这里PromptTemplate(input_variables=[“page_content”], template=“Context:\n{page_content}”)的input_variables和template为什么要这样定义呢？其实是根据Document这个数据对象来定义使用的，我们可以看到其数据格式为：Document(page_content=‘……’, metadata={‘source’: ‘……’, ‘row’: ……})
那么input_variables的输入就是Document的page_content。
StuffDocumentsChain中有一个参数是document_variable_name。那么这个类是这样定义的This chain takes a list of documents and first combines them into a single string. It does this by formatting each document into a string with the document_prompt and then joining them together with document_separator. It then adds that new string to the inputs with the variable name set by document_variable_name. Those inputs are then passed to the llm_chain. 这个document_variable_name简单来说就是在document_prompt中的占位符，用于在Chain中的使用。
因此我们上文prompt_template变量中的“已知内容: {context}”，用的就是context这个变量。因此在prompt_template中换成其他的占位符都不能正常使用这个Chain。

prompt_template

在上面的拓展中其实已经对prompt_template做了部分的讲解，那么这个字符串还剩下“问题:{question}”这个地方没有说通
还是回归源码:

return cls(
        combine_documents_chain=combine_documents_chain,
        callbacks=callbacks,
        **kwargs,
    )

我们可以在from_llm函数中看到其返回值是到了_call，那么剩下的我们来看这个函数：


......
uestion = inputs[self.input_key]
accepts_run_manager = (
    "run_manager" in inspect.signature(self._get_docs).parameters
)
if accepts_run_manager:
    docs = self._get_docs(question, run_manager=_run_manager)
else:
    docs = self._get_docs(question)  # type: ignore[call-arg]
answer = self.combine_documents_chain.run(
    input_documents=docs, question=question, callbacks=_run_manager.get_child()
)
......

这里是在run这个函数中传入了一个字典值，这个字典值有三个参数。

注意：

这三个参数就是kwargs，也就是_validate_inputs的参数input;
此时已经是在Chain这个基本类了）

def run(
        self,
        *args: Any,
        callbacks: Callbacks = None,
        tags: Optional[List[str]] = None,
        metadata: Optional[Dict[str, Any]] = None,
        **kwargs: Any,
    ) -> Any:
       """Convenience method for executing chain.

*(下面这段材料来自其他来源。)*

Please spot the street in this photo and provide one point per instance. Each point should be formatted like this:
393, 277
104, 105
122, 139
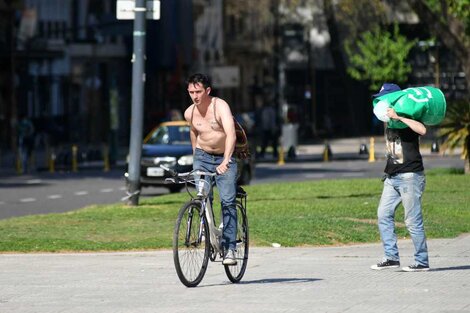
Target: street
303, 279
63, 191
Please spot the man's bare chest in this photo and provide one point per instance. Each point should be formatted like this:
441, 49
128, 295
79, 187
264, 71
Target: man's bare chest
206, 122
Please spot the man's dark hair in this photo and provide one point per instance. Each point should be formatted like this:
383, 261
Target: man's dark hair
199, 78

        The main difference between this method and `Chain.__call__` is that this
        method expects inputs to be passed directly in as positional arguments or
        keyword arguments, whereas `Chain.__call__` expects a single input dictionary
        with all the inputs"""

接下来调用__call__:

def __call__(
        self,
        inputs: Union[Dict[str, Any], Any],
        return_only_outputs: bool = False,
        callbacks: Callbacks = None,
        *,
        tags: Optional[List[str]] = None,
        metadata: Optional[Dict[str, Any]] = None,
        run_name: Optional[str] = None,
        include_run_info: bool = False,
    ) -> Dict[str, Any]:
        """Execute the chain.

        Args:
            inputs: Dictionary of inputs, or single input if chain expects
                only one param. Should contain all inputs specified in
                `Chain.input_keys` except for inputs that will be set by the chain's
                memory.
            return_only_outputs: Whether to return only outputs in the
                response. If True, only new keys generated by this chain will be
                returned. If False, both input keys and new keys generated by this
                chain will be returned. Defaults to False.
            callbacks: Callbacks to use for this chain run. These will be called in
                addition to callbacks passed to the chain during construction, but only
                these runtime callbacks will propagate to calls to other objects.
            tags: List of string tags to pass to all callbacks. These will be passed in
                addition to tags passed to the chain during construction, but only
                these runtime tags will propagate to calls to other objects.
            metadata: Optional metadata associated with the chain. Defaults to None
            include_run_info: Whether to include run info in the response. Defaults
                to False.

        Returns:
            A dict of named outputs. Should contain all outputs specified in
                `Chain.output_keys`.
        """
        inputs = self.prep_inputs(inputs)
        ......

这里的prep_inputs会调用_validate_inputs函数

def _validate_inputs(self,inputs: Dict[str, Any]) -> None:
    """Check that all inputs are present."""
    missing_keys = set(self.input_keys).difference(inputs)
    if missing_keys:
        raise ValueError(f"Missing some input keys: {missing_keys}")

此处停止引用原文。